More Mended Words and Good News

(Above:  My pieces selected by curators Susan J. Torntore and Kathleen Kok for Photographs and Memories, an invitational group exhibition at the Pacific Northwest Quilts & Fiber Arts Museum in La Conner, Washington.  Most of the pieces are from my Decision Portrait Series.  From top, left to bottom, right:  Behind in the Mortgage, College Student, Illegal Immigrant, My Bluegrass Roots I, Self Portrait, Gift of Life, Fighting Illiteracy, Organic Farmers, My Bluegrass Roots III, and Soul Mates.  Click on any image to enlarge.)

When a museum curator contacts me, I'm immediately excited!  I'm especially excited now that these works are hanging in an invitational group exhibition at the Pacific Northwest Quilts & Fiber Arts Museum in La Conner, Washington.  Curators Susan J. Torntore and Kathleen Kok made the selections.  I shipped the work.  Sometimes I ship work and never hear a single word about the exhibition, but this time was different.  The opening reception was two evenings ago.  Amazingly, I got a Facebook comment yesterday morning telling me how great the work looked!  Definitely exciting!

Above:  Mended Words IX: Henry VI.  Ripped and stitched antique engraving collaged with Shakespeare quotations.)

This week I've finished a couple more pieces in my new Mended Words Series.  I'm really enjoying everything about them ... from ripping the image, stitching it back together, researching for an appropriate quote, and especially selecting the individual letters to apply the words to the page.


 
(Above:  Mended Words X: The Tiff.)

This particular scene just begged to be ripped.  Elizabeth Barrett Browning's quotation was equally perfect.

(Above:  Mended Words XI: Madonna.)

I thought about using words more specifically from the Sorrowful Mysteries of the Rosary but none were more touching than this better known phrase.
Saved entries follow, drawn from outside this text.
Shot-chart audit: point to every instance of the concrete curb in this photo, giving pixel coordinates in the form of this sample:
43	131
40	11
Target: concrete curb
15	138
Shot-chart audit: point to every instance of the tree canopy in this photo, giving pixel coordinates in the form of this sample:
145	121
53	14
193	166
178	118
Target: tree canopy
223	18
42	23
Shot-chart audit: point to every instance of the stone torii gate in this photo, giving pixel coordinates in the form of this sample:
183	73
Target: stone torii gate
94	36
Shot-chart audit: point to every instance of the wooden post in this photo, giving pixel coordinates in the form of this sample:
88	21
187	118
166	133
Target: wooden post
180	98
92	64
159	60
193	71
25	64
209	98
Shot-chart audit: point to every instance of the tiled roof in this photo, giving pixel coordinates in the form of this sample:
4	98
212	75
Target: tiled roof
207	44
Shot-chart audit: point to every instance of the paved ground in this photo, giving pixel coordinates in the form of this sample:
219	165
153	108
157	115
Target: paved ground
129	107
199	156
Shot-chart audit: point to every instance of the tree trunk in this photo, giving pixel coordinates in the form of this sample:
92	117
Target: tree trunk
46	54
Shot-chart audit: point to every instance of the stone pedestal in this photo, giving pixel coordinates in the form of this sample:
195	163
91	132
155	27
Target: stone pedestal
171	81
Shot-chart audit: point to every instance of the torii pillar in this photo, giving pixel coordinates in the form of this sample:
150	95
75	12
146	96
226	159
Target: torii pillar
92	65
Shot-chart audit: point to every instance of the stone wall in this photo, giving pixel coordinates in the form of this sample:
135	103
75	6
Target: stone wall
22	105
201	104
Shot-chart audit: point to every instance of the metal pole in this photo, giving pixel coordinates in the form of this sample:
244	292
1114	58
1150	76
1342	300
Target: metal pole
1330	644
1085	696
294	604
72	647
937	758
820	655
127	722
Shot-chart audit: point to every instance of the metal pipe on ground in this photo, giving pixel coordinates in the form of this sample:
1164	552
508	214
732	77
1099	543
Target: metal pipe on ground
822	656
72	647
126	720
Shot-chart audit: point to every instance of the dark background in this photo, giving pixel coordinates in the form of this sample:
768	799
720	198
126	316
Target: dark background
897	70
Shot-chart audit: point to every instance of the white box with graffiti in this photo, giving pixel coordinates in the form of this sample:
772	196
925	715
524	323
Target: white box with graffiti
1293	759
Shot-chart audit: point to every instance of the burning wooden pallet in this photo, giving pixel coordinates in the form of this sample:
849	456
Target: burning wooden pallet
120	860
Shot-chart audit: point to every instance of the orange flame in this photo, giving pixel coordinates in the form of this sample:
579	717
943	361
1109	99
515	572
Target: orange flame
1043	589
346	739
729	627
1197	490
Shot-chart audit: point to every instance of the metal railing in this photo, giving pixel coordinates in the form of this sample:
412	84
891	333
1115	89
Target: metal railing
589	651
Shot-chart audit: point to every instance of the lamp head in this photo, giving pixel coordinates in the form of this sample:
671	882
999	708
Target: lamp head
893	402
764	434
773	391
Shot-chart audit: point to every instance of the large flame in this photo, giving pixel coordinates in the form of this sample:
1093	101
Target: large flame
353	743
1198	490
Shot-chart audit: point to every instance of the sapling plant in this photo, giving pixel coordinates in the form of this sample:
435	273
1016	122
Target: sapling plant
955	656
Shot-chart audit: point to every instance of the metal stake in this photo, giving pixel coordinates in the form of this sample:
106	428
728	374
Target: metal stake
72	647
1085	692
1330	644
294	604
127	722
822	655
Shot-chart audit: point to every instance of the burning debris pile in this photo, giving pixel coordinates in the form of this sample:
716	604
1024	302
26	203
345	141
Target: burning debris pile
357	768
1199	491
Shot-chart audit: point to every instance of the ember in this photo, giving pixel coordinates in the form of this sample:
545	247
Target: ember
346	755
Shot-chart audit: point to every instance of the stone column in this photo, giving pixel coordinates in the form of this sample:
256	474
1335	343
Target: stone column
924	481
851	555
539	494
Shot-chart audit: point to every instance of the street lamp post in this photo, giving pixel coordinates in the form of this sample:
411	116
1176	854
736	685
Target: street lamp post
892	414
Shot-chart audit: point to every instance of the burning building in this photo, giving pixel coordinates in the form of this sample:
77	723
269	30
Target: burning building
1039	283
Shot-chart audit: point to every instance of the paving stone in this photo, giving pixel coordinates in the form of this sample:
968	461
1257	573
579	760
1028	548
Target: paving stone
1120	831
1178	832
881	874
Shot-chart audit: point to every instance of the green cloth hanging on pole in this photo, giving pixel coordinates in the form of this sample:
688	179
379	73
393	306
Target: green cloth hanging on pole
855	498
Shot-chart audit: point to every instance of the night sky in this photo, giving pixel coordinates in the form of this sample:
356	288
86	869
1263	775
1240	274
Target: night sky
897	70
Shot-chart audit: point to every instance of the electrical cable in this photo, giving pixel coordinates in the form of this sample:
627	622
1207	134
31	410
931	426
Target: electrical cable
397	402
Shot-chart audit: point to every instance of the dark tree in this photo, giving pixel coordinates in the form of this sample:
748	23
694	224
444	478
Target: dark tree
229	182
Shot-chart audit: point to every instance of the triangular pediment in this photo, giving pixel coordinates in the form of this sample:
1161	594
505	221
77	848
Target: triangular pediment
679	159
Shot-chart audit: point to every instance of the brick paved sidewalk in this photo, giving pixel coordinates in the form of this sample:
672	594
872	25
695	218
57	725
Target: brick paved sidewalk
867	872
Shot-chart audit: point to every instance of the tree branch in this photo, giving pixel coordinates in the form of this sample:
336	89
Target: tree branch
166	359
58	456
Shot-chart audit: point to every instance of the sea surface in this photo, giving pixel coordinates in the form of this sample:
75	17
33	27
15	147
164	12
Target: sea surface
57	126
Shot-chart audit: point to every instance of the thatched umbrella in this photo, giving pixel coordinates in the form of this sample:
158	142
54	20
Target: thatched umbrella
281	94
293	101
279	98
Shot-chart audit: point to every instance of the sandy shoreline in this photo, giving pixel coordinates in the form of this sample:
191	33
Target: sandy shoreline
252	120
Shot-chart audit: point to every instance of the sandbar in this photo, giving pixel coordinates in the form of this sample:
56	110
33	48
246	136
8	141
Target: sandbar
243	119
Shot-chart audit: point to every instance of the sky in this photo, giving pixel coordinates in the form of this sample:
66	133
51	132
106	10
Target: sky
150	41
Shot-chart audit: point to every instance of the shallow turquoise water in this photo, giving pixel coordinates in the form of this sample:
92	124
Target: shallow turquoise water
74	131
(Above:  Mended Words XII: Cleopatra.)

When I first started this series, I looked for only the black-and-white engravings but I found several that had some color.  The color is not original.  Once upon a time, Mouse House (the custom picture framing business I own with my husband) paid a budding artist to hand color some of our antique engravings.  This was nothing new. We'd had other, more competent people doing this in even earlier years.  This last person's attempts weren't particularly good.  She didn't want to "make a mistake" and thus rarely finished any of the engravings.  She had only applied burgundy to Cleopatra.  So ... I finished by adding more colors, ripping the piece, stitching it back together again, and adding words from Shakespeare's play.

(Above:  Mended Words XIII: Juliet and the Nurse.)

This engraving was half colored too.  It had only burgundy and very little yellow.  I had fun finishing the color and transforming the print.  I've been working on several other things too.  Hopefully, I'll be able to get some photographs this weekend!